Community involvement
During his association with The Banner Mr. Stevens was heavily involved in the Chamber of Commerce and sat on the boards of the Salvation Army and Nathan Foundation in addition to serving on committees at St. Paul’s United Methodist Church.

Once a newspaperman always a newspaperman, so after leaving the Banner, Herman and Don Holdt started a newspaper in the Stevensville area which was growing rapidly. After a few years it folded. Still not ready to retire Herman entered the real estate game as an agent.

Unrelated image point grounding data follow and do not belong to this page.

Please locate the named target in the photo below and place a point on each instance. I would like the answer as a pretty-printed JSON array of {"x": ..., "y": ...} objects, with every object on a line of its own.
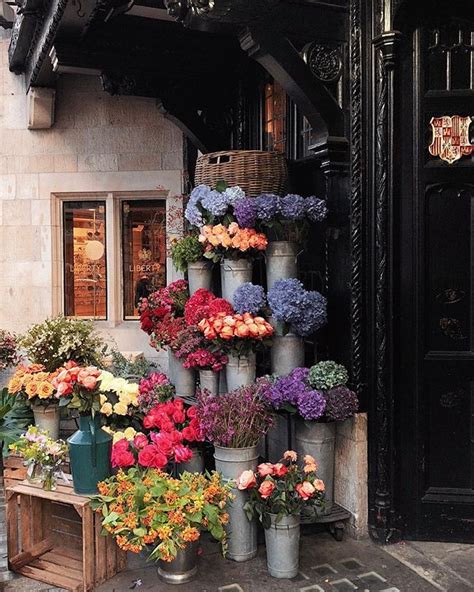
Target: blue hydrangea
[
  {"x": 313, "y": 317},
  {"x": 292, "y": 207},
  {"x": 245, "y": 212},
  {"x": 311, "y": 405},
  {"x": 215, "y": 203},
  {"x": 266, "y": 206},
  {"x": 249, "y": 298},
  {"x": 316, "y": 208}
]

If being involved in many projects wasn’t enough Herman wanted to go higher so he took flying lessons and in 1974 obtained his pilot’s license. He purchased a four-seater plane and flew until 2002 at the age of 88 when he finally landed and decided it was time to enjoy retirement and his family.
Herman and Nettie created a legacy of love that included, a son, Ray Stevens and wife Bonnie of Oxford and a daughter Kaye Thomas and husband Jim of Salisbury; five grandchildren Andy Thomas of New Jersey, Betsy Thomas of New York, Tricia Payne of South Carolina, Gay Bray of North Carolina and Ladd Stevens of South Carolina; and so far six great-grandchildren, James, Liam, and Genevieve Payne and Davis, Sophie and Belle Bray.

So Herman enjoy your birthday, as you have enjoyed life, and always remember “You Are Loved!”